PINAR DEL RÍO. — Há séculos que as pessoas recorrem a elas com a intenção de curar doenças ou aliviar dores. Inclusive, há quem assegura que se trata de uma das formas mais antigas de tratamento. Mas, por que as águas mineromedicinais são boas para a saúde?
O doutor Dagoberto Blanco Padilla, diretor do Balneário de San Diego de Los Baños, o mais antigo de Cuba, situado no município de Los Palacios, explica que “a diferença destas águas, em relação às normais, vem dada por sua composição química, unido ao fato de fluírem a elevadas temperaturas”.
No caso das de San Diego, trata-se de nascentes que oscilam todo o ano entre os 36 e os 38 graus, e contêm enxofre, sulfatos, cálcio, sódio, cloro, magnésio e flúor, assinala o especialista, embora esclareça que em outros locais o número de elementos pode variar.
Aparentemente, desde a antiguidade, já o homem as tinha percebido.
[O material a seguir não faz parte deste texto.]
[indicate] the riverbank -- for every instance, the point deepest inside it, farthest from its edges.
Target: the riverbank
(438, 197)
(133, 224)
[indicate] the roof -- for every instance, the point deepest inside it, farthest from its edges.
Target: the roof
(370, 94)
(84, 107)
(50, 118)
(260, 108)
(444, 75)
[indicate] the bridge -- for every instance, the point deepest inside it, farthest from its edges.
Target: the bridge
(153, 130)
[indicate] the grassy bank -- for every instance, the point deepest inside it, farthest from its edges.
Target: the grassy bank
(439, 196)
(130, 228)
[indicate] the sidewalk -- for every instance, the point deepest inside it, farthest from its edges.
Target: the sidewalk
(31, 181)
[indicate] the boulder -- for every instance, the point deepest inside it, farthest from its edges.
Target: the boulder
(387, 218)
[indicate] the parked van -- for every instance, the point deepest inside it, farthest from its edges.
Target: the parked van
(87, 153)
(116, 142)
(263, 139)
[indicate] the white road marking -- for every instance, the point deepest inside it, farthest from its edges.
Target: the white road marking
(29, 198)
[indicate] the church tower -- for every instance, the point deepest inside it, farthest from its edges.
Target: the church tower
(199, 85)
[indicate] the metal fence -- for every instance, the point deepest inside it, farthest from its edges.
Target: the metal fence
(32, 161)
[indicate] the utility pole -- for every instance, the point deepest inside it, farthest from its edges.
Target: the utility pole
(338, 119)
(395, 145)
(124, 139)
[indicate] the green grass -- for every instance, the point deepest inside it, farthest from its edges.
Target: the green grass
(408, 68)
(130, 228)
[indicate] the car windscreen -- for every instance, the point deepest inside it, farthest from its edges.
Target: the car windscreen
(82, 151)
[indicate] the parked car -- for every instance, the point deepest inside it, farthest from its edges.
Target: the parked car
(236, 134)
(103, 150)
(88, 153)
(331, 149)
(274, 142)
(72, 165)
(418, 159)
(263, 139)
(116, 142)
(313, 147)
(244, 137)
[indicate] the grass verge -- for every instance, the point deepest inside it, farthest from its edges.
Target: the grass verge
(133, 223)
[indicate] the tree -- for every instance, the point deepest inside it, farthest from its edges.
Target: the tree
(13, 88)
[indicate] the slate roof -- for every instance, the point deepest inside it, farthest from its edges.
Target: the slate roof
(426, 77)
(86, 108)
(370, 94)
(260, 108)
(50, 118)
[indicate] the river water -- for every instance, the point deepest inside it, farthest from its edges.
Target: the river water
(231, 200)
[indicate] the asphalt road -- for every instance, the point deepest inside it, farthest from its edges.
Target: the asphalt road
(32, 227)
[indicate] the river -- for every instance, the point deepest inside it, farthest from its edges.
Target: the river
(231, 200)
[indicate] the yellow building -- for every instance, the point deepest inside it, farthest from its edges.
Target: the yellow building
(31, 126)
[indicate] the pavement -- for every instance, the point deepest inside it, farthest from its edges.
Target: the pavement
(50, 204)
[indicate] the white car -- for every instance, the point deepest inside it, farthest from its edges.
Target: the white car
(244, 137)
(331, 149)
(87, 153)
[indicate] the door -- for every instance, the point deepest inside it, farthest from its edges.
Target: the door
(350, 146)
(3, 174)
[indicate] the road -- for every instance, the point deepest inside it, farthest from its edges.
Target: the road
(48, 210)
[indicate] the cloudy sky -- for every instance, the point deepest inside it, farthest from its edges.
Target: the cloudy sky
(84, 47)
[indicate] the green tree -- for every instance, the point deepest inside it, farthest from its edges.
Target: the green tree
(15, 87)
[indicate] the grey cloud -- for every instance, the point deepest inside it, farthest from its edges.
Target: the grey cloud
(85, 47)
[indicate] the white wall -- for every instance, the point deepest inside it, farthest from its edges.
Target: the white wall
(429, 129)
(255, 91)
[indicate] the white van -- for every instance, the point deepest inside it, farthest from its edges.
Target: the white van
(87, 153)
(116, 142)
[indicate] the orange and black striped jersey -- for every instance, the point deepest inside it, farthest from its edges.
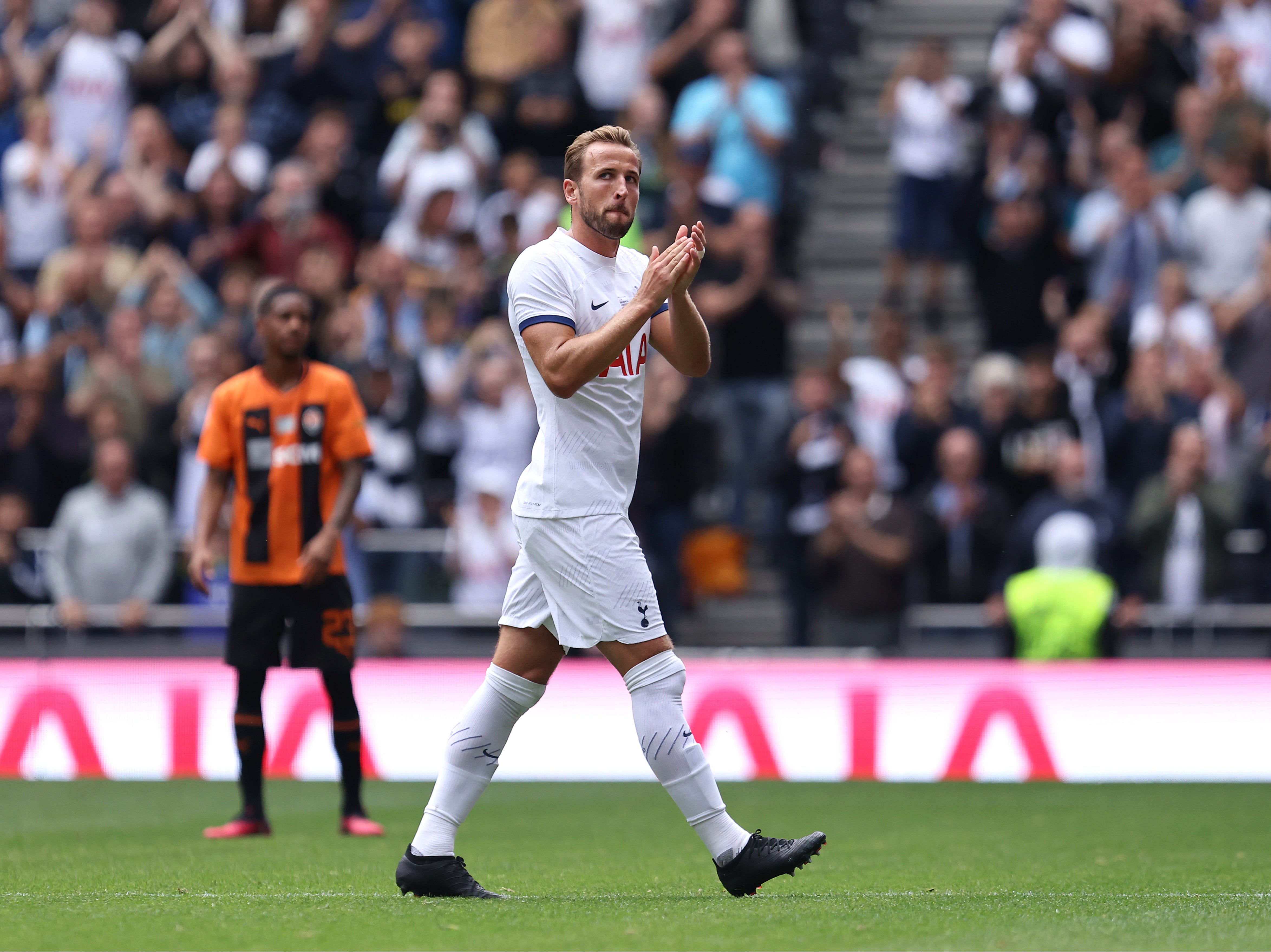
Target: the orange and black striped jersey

Daí, não são poucas as alusões a suas propriedades curativas na mitologia.
Segundo os historiadores, uns 450 anos antes de nossa era, alguns dos primeiros princípios da prática balneária foram fixados por Heródoto, enquanto Hipócrates, também fazia precisões sobre as virtudes e contraindicações de sua utilização, pouco depois.
Desde então, o tema teve momentos de esplendor e também de abandono, até chegar a hoje, novamente em uma etapa de crescente interesse, na qual surge de novo a pergunta de como agem estas águas (conhecidas também como águas termais) nas pessoas?
O doutor Dagoberto explica que “o enxofre, por exemplo, é absorbido por todas as vias: pele, mucosas, respiração, e uma vez incorporado, se dissemina pelo corpo.
“Da mesma maneira ocorre com outros elementos químicos, com efeitos muito importantes para o organismo e cuja presença nestas águas faz com que cheguem ao mesmo, sem nenhum tipo de alteração”, acrescenta.
“A absorção através da pele é muito mais rápida e melhor”, diz, por isso, adverte que embora se concentrassem estas mesmas substâncias em uma pílula, o efeito nunca seria igual pela via digestiva, o qual se consegue mediante os banhos.
O resultado, tem múltiplos efeitos no organismo. Pode ser relaxante, antiinflamatório, analgésico, antisséptico, cicatrizante. “Antigamente, antes da existência de certos medicamentos, uma das aplicações mais frequentes da água termal sulfurada era como antisséptica, para curar feridas ou alguns tipos de infecção”, comenta o diretor do balneário de San Diego.
Isso marca a diferença com outras instalações que proliferaram nos últimos tempos, como os Spa.

“Ainda que possam aparentar ser a mesma coisa, há um aspecto fundamental que os distingue: a natureza das águas. Enquanto os SPA utilizam água comum, os balneários são classificados como centros sanitários, que se abastecem de nascentes com propriedades mineromedicinais”, precisa Dagoberto.
“Apesar de que se usam há centenas de anos, os tratamentos com este tipo de águas mantém sua vigência e constituem todo um arsenal terapêutico para patologias do sistema osteomioarticular, dermatológico e o sistema nervoso central”.
É o caso, por exemplo, dos pacientes com psoríase ou dermatite, e também das pessoas que sofreram sequelas de doenças cerebrovasculares, como os infartos cerebrais ou as isquemias, que deixam limitações transitórias.
Ante tais bondades, o especialista considera que no ambiente em que se desenvolve atualmente o país, com um marcado aumento da esperança de vida, o uso das águas mineromedicinais é de grande importância para o tratamento de padecimentos próprios do envelhecimento, a fim de que as pessoas não só vivam mais tempo, mas também que o façam de uma maneira mais saudável.
Contudo, esclarece que se banhar nelas não é benéfico unicamente para aqueles que apresentam algum problema de saúde, pois ao serem relaxantes e analgésicas, também podem ajudar a diminuir o aparecimento de processos degenerativos em nível do organismo como as artroses e, em sentido geral, ganhar qualidade de vida.
Uma conclusão a qual há milhões de anos já tinha chegado o homem, embora a falta de meios para realizar estudos mais profundos fosse atribuída a forças sobrenaturais, perante a evidência inobjetável de que há águas mágicas, capazes de curar feridas e acalmar dores.